Она легко проскользнула под проволокой.

– Ты, наверно, умер с голоду. Я кое-что раздобыла в буфете, чего не видала с самого Парижа.

– Одеколон, – угадал я.

Она горько и свежо пахла в ночном воздухе.

Она кивнула головой. Я увидел, что волосы у нее подстрижены короче, чем раньше.

– Что же такое случилось? – спросил я, вдруг рассердившись. – Я думал, тебя увезли или ты умираешь, а ты приходишь, словно после посещения салона красоты. Может быть, ты сделала и маникюр?

– Сама. Посмотри, – она подняла руку и засмеялась. – Давай выпьем вина.

– Что случилось? У вас было гестапо?

– Нет. Комиссия вермахта. Но там были два чиновника из гестапо.

– Увезли кого-нибудь?

– Нет, – сказала она. – Налей.

Я видел, что она возбуждена. Руки у нее горели, и кожа была такая сухая, что, казалось, тронь ее – она затрещит.

– Они были там, – сказала она. – Они прибыли, чтобы составить список нацистов.

– И много их у вас оказалось?

– Достаточно. Мы никогда не думали, что их столько. Многие никогда не признавались. При этом была одна – я ее знала – она вдруг выступила вперед и заявила, что она принадлежит к национал-социалистской партии, что она собрала здесь ценные сведения и хочет вернуться обратно на родину, что с ней здесь плохо обращались, и ее тут же должны увезти. Я знала ее хорошо. Слишком хорошо. Она знает…

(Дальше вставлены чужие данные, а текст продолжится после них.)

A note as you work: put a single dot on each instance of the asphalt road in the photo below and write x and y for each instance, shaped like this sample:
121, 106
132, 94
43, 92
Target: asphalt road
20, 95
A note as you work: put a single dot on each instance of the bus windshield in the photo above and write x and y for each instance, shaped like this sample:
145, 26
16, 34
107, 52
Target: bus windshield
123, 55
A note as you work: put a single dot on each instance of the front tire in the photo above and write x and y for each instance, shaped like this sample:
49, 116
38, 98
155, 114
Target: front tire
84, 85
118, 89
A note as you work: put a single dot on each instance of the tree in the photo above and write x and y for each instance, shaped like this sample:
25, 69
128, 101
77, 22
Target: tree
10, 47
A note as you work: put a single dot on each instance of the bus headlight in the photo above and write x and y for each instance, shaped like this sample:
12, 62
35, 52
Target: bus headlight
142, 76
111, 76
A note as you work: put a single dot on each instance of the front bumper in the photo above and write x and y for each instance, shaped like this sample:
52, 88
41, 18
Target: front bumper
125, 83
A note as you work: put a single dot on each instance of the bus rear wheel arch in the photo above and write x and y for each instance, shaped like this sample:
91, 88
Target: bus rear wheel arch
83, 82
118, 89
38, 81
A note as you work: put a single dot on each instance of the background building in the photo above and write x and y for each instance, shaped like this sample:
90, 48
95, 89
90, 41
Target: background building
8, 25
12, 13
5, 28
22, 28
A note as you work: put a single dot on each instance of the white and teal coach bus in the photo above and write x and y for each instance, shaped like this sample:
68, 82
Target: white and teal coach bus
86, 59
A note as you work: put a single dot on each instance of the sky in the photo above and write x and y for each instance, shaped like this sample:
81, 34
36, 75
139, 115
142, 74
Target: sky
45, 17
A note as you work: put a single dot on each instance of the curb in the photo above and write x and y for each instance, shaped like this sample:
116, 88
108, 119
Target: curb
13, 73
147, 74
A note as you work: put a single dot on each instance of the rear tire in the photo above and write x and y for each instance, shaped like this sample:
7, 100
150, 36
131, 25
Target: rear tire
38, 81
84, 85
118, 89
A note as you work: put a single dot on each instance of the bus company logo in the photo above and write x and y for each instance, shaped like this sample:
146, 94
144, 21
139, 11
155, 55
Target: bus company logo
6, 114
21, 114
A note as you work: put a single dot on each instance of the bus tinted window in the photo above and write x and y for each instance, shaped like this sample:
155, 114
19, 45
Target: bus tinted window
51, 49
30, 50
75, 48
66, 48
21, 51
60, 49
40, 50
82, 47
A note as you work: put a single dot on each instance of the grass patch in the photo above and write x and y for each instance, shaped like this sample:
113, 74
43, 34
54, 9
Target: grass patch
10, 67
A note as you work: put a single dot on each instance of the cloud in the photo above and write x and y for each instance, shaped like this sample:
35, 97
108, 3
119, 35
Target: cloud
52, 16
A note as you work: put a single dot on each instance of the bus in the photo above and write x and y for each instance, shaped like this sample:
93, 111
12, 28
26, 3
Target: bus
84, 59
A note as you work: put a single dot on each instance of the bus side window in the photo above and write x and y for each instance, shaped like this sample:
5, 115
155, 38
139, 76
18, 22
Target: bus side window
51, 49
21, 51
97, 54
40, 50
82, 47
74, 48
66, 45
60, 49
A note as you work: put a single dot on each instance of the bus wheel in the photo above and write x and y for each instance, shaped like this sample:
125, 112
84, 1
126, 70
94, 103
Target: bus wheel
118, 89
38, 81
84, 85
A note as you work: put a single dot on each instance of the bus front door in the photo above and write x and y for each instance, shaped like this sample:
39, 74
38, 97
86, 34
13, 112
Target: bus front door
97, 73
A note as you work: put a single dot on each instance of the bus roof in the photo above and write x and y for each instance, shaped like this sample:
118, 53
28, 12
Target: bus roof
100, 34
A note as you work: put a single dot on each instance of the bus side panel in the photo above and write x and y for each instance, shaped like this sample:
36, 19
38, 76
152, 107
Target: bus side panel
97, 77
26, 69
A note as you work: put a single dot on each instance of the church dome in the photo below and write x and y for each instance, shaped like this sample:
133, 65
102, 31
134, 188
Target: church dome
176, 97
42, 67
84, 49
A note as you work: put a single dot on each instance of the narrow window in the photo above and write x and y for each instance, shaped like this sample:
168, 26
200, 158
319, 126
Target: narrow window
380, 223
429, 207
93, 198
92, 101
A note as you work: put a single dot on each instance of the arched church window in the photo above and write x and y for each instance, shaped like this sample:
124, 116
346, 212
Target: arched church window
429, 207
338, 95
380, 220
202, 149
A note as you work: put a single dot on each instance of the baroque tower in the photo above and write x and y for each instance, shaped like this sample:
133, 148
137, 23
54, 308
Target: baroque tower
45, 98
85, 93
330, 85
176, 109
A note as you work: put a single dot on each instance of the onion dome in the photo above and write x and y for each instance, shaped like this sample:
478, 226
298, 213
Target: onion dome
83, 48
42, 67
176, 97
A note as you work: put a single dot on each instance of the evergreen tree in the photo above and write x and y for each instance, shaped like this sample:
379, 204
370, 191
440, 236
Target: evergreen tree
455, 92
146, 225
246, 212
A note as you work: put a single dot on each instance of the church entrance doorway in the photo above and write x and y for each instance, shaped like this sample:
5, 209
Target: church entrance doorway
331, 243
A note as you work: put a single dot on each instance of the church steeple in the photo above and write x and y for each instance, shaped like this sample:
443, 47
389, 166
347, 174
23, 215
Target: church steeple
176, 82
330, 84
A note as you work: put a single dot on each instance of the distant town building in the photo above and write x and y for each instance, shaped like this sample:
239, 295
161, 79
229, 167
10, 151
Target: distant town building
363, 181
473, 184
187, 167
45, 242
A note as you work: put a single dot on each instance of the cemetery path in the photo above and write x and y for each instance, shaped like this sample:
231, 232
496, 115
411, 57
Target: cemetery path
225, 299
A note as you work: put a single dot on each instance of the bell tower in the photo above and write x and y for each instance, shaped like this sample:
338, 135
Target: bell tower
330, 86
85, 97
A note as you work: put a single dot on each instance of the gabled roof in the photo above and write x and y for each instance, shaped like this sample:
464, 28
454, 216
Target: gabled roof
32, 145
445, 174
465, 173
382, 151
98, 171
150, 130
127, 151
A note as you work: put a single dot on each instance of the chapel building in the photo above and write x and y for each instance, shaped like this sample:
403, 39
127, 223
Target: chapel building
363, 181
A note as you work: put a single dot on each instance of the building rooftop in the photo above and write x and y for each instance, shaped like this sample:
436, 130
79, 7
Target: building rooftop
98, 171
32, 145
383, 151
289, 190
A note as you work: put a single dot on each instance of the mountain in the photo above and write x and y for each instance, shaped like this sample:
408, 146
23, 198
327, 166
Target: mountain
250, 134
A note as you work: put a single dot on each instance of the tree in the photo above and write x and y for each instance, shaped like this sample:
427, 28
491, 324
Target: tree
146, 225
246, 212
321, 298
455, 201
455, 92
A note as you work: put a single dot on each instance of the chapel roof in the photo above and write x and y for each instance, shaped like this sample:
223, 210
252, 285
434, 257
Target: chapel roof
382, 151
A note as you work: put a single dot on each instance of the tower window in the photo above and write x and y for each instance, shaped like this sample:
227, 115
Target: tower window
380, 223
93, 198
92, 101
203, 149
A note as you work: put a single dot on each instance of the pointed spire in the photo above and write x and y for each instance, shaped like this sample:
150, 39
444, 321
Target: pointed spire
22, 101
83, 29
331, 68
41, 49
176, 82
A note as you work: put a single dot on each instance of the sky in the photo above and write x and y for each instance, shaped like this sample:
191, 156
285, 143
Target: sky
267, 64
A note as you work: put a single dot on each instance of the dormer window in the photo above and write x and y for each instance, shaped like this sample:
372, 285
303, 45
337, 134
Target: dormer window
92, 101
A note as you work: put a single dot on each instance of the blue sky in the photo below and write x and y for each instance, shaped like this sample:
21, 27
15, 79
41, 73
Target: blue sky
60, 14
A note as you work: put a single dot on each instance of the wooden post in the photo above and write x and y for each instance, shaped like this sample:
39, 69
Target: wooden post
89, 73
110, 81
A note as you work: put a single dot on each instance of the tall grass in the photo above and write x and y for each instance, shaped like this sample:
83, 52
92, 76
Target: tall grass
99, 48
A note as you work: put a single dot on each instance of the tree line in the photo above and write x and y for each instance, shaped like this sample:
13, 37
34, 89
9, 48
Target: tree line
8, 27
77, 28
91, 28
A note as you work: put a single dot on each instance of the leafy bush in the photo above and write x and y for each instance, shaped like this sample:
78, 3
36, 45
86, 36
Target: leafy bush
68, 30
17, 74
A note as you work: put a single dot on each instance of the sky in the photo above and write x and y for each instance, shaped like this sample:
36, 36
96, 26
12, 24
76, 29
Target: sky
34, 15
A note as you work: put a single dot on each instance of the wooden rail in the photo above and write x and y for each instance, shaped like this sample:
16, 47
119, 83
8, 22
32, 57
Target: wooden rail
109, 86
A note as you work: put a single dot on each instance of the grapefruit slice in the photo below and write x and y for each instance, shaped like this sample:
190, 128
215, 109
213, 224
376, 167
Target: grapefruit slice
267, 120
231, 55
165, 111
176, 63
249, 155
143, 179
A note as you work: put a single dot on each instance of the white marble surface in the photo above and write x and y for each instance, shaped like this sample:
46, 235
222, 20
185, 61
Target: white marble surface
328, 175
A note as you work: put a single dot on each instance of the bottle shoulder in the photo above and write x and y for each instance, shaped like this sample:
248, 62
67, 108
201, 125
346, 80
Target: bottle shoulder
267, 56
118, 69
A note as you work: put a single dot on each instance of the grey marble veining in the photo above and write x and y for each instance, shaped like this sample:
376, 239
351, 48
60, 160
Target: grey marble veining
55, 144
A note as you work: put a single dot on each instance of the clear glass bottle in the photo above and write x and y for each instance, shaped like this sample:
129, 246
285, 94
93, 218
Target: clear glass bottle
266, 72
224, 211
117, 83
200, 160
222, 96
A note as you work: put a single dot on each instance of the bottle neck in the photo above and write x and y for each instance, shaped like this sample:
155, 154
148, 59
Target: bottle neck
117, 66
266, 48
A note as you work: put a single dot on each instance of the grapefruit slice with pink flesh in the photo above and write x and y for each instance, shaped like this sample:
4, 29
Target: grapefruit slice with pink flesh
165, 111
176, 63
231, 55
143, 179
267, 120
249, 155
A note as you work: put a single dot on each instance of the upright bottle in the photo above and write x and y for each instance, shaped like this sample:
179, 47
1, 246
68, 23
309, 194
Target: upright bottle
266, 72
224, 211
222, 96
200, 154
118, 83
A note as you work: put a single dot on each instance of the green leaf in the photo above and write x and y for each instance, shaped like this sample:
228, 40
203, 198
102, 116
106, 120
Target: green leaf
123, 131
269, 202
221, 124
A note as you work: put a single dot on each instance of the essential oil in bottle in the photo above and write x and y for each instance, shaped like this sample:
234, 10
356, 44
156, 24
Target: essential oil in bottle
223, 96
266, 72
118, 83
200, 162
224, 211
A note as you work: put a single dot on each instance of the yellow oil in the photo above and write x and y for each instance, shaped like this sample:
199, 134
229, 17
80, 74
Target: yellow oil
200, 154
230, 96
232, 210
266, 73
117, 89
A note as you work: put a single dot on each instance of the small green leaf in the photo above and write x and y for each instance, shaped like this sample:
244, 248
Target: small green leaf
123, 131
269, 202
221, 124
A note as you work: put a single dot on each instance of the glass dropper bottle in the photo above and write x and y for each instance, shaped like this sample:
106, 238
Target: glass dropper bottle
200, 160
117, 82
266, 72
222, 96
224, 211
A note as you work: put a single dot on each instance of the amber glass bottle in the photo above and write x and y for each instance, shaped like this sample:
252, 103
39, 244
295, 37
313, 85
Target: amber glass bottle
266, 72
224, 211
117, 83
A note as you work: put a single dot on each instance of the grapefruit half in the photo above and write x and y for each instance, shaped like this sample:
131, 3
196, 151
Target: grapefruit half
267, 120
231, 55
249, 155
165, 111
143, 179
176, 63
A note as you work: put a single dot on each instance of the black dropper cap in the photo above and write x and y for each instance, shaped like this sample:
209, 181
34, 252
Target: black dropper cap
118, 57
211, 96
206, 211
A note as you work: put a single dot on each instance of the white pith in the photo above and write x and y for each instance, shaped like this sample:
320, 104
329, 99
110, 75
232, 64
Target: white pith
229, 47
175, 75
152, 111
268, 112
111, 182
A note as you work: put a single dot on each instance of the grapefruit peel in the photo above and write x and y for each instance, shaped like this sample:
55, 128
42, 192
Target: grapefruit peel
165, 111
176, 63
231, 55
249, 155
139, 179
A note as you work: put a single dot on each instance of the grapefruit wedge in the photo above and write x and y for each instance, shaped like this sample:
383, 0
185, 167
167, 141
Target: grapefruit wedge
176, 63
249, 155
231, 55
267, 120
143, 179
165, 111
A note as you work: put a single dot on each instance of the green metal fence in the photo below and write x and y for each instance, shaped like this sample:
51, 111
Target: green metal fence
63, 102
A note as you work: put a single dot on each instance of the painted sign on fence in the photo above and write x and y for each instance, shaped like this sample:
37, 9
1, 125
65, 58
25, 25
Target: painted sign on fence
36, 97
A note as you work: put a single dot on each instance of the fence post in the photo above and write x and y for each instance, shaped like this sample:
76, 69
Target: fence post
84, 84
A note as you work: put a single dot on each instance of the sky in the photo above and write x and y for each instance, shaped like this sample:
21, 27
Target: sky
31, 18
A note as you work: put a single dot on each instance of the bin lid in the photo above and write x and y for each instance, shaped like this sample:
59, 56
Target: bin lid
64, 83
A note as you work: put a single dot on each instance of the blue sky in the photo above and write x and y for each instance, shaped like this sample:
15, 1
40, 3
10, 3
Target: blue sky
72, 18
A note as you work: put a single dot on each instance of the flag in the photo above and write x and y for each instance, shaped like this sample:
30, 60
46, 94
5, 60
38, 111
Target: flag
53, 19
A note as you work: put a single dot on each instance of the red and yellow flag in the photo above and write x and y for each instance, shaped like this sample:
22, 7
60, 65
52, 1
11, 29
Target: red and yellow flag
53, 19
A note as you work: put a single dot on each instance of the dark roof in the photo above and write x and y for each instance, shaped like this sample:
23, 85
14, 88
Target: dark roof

Элен быстро выпила и вернула мне бокал.

– Что она знает? – спросил я.

– Я не могу сказать точно, что она знает. Было столько ночей, когда мы без конца говорили и говорили… Она знает, кто я… – Она подняла голову.

– Я никогда не поеду к ним. Я убью себя, если они захотят увезти меня.

– Ты убьешь себя. И они тебя не увезут. Чего ради? Георг сейчас бог знает где, он не всесведущ. И к чему той женщине выдавать тебя? Что это ей даст?

– Обещай, что ты не дашь меня увезти.

– Обещаю, – сказал я.

Лишенный всего, я обещал ей все, и самое главное – защиту. Что мог я ответить ей тогда? Она была слишком возбуждена, чтобы услышать от меня что-нибудь другое.

– Я люблю тебя, – сказала она страстным, взволнованным голосом. – И что бы ни произошло, ты это должен знать всегда!

– Я знаю это, – ответил я, веря и не веря ей.

Она в изнеможении откинулась назад.

– Давай убежим, – сказал я. – Сегодня ночью.

– Куда? Твой паспорт с тобой?

– Да. Мне отдал его один человек, который работал в бюро, где хранились бумаги интернированных. А где твой?

Она не ответила. Некоторое время она смотрела, прямо перед собой.

– Здесь есть одна еврейская семья, – сказала она затем. – Муж, жена и ребенок. Прибыли несколько дней назад. Ребенок болен. Они вышли вперед вместе с другими. Сказали, что хотят обратно в Германию. Капитан спросил, не евреи ли они. Нет, они немцы, сказал мужчина. Они хотят обратно в Германию. Капитан хотел им что-то сказать, но гестаповцы стояли рядом.

– Вы действительно хотите вернуться? – спросил офицер еще раз.

– Запишите их, капитан, – сказал гестаповец и засмеялся. – Если они так сильно тоскуют по родине, надо пойти им навстречу.

И их записали. Говорить с ними невозможно. Они говорят, что они больше не могут. Ребенок тяжело болен. Других евреев тоже все равно отсюда скоро увезут. Поэтому лучше отправиться раньше. Все мы в ловушке. Лучше идти добровольно. Вот их слова. Они словно оглохли. Поговори с ними.

– Я? Что я могу им сказать?

– Ты был там. Ты был в Германии в лагере. Потом ты вернулся и опять бежал.

– Где же я буду с ними разговаривать?

– Здесь. Я приведу его. Я знаю, где он. Сейчас. Я говорила ему. Его еще можно спасти.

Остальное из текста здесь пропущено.